Camminare a Torino

PROBLEMA REALE.

Camminare a Torino. Venerdì 16 ottobre. Il mattino.
Piazza Arbarello – Corso Giacomo Matteotti. Attraverso, nascosti dagli striscioni appesi alle persone in movimento i passi degli studenti seguono il piccolo camioncino in testa. Nella musica si percorre corso Galileo Ferraris. Devono essere le dieci circa del mattino. Il sole tagliente negli interstizi vuoti degli edifici intervalla la piacevole esposizione al caldo con l’ombra autunnale. Qualche persona nelle minuscole terrazze e finestre sui palazzi più in alto.
Il passo è sempre dritto. Il corso è lungo e non ha deviazioni. A dividere i due sensi di marcia della carreggiata: alberi.
Qualche minuto e la rettilinea avanzata degli studenti, il corteo, svolta a sinistra in corso Giacomo Matteotti. Un muro a sinistra. Una scritta:

ESERCITO ITALIANO
SCUOLA DI APPLICAZIONE
E ISTITUTO DI STUDI MILITARI

Ha inizio il lancio di vernice rossa. Il muro si macchia ed appare una chiazza rossa poco sopra la parola ESERCITO, qualche parola vola più alta dal camioncino di testa.
Via Pietro Micca, 20. MIUR (Ministero dell’Istruzione, dell’Università e della Ricerca) Direzione Generale Piemonte. La strada è una diagonale che taglia i quadrati urbani torinesi verso piazza Castello. La capienza del percorso restringe. Qualcuno si sgancia dal flusso di movimento e svuota un secchio d’acqua al portone di via Micca 20.
Via Po, 17. Da piazza Castello arriva ancora qualche piccolo pezzo di carta bruciato, trasportato. Il DDL Aprea, travestito da feticcio brucia, mentre uova vengono lanciate al Rettorato. (Mi stupisco seriamente della capacità di tiro dei tiratori). Poi qualcosa è lanciato alla finestra sopra i portici di via Po, si spacca un angolo del vetro. La facciata è macchiata di giallo mentre qualcuno dall’interno del palazzo accosta gli alti battenti bianchi. Ci si muove verso il Po e piazza Vittorio Veneto.
Scivolano via Vanchiglia e corso San Maurizio, fino a via san Ottavio e Palazzo Nuovo (sede delle facoltà umanistiche di Torino).
Il PROBLEMA REALE. Qualcuno entra nell’atrio di Palazzo Nuovo, poi oltre le scale, la sale lauree. Qui si appendono gli striscioni. Tentativo di dibattito. Il centro dell’arrivo alla sala è quello che riguarda la cancellazione degli spazi esami (la prolissità di termini sembra imporre un’espressione qui generica) di novembre ed aprile. Poi il discorso si centralizza nel PROBLEMA REALE. Ossia il particolare, concreto (reale appunto) nucleo di disagio che legittimerebbe – solo nel caso della sua sussistenza – una azione di protesta. La questione qui è valutare (il dibattito si è snodato tra occupanti della sala e due docenti) se sia possiblie affiancare: 1) Il disagio dell’eliminazione degli esami di novembre ed aprile, 2) il PROBLEMA REALE (così come è stato coniato da uno dei due docenti intervenuti).
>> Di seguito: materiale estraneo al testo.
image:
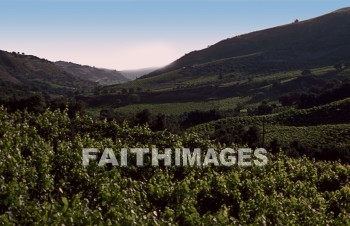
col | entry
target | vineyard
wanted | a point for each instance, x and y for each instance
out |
(43, 180)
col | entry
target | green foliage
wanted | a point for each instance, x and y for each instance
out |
(43, 181)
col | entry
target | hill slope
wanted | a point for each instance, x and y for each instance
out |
(22, 74)
(315, 42)
(101, 76)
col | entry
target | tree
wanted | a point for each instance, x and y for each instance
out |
(306, 72)
(143, 117)
(264, 109)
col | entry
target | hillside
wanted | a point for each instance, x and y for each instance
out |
(134, 74)
(22, 74)
(315, 42)
(99, 75)
(259, 66)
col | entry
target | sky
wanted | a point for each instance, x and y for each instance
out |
(121, 34)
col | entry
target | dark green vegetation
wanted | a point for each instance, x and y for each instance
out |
(21, 75)
(99, 75)
(134, 74)
(248, 69)
(43, 181)
(286, 89)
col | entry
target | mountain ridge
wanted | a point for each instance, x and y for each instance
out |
(301, 40)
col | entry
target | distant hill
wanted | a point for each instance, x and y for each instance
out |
(324, 40)
(99, 75)
(22, 74)
(262, 66)
(134, 74)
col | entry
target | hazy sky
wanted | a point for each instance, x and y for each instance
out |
(121, 34)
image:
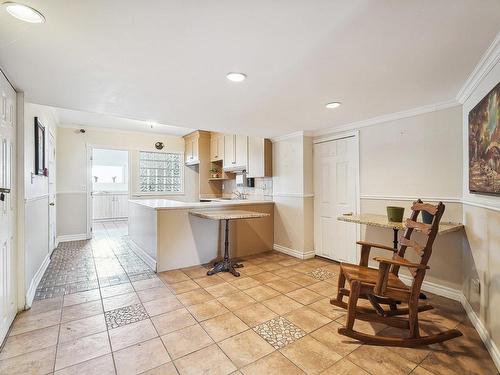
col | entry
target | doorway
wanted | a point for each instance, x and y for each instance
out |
(336, 193)
(110, 187)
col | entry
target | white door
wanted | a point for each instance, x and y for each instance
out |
(8, 274)
(335, 194)
(52, 192)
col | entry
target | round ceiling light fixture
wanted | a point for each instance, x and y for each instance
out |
(332, 105)
(236, 77)
(23, 12)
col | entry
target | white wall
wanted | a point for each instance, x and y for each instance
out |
(72, 170)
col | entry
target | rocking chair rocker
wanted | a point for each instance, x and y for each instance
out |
(383, 286)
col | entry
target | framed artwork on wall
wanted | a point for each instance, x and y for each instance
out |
(39, 147)
(484, 144)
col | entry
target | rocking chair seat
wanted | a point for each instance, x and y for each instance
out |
(369, 276)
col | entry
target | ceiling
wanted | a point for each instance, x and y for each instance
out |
(166, 60)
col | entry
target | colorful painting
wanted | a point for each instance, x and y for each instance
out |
(484, 144)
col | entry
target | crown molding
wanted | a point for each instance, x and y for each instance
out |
(389, 117)
(483, 67)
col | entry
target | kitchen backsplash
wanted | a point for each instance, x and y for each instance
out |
(263, 189)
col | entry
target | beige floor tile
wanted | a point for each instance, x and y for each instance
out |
(147, 295)
(141, 357)
(329, 336)
(174, 276)
(83, 327)
(116, 290)
(166, 369)
(207, 310)
(245, 348)
(265, 277)
(379, 360)
(46, 305)
(255, 314)
(131, 334)
(304, 296)
(113, 303)
(29, 321)
(307, 319)
(223, 326)
(210, 360)
(162, 305)
(195, 296)
(172, 321)
(282, 304)
(283, 285)
(262, 292)
(310, 355)
(186, 341)
(82, 349)
(274, 363)
(195, 272)
(81, 311)
(40, 362)
(208, 281)
(148, 284)
(236, 301)
(243, 283)
(345, 367)
(98, 366)
(183, 286)
(324, 307)
(29, 342)
(221, 290)
(82, 297)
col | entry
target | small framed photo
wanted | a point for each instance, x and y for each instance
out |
(39, 147)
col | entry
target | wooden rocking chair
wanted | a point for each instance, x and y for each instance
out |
(383, 286)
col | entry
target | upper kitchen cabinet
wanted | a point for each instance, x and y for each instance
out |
(192, 146)
(259, 157)
(235, 152)
(216, 147)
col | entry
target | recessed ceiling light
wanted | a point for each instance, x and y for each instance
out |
(333, 105)
(236, 77)
(24, 12)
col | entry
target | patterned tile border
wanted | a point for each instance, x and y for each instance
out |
(279, 332)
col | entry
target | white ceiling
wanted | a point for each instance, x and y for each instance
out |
(166, 60)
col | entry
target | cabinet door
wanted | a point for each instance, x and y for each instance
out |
(241, 150)
(255, 157)
(229, 155)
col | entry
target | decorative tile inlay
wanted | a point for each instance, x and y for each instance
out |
(125, 315)
(279, 332)
(320, 274)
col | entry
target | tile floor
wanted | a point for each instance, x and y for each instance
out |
(100, 310)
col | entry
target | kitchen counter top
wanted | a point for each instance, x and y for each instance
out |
(167, 204)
Il doppio movimento che si produce con il
PROBLEMA REALE è quello di un allargamento della giuntura Malessere-Politica. Si apre lo spazio dell’impasse: 1) il malessere condiviso, politico, è spinto nel terreno dell’astratto e del non fattibile; gli esami di novembre-aprile non sono affrontabili come terreno di protesta collettiva; il malessere è congelato; 2) in luogo del direttamente politico, il malessere congelato, subentra il PROBLEMA REALE in quanto fondamentalmente privato; indivuduale; il reale diviene un caso del particolare e non-collettivizzabile; ognuno con il suo, ognuno solo con il suo.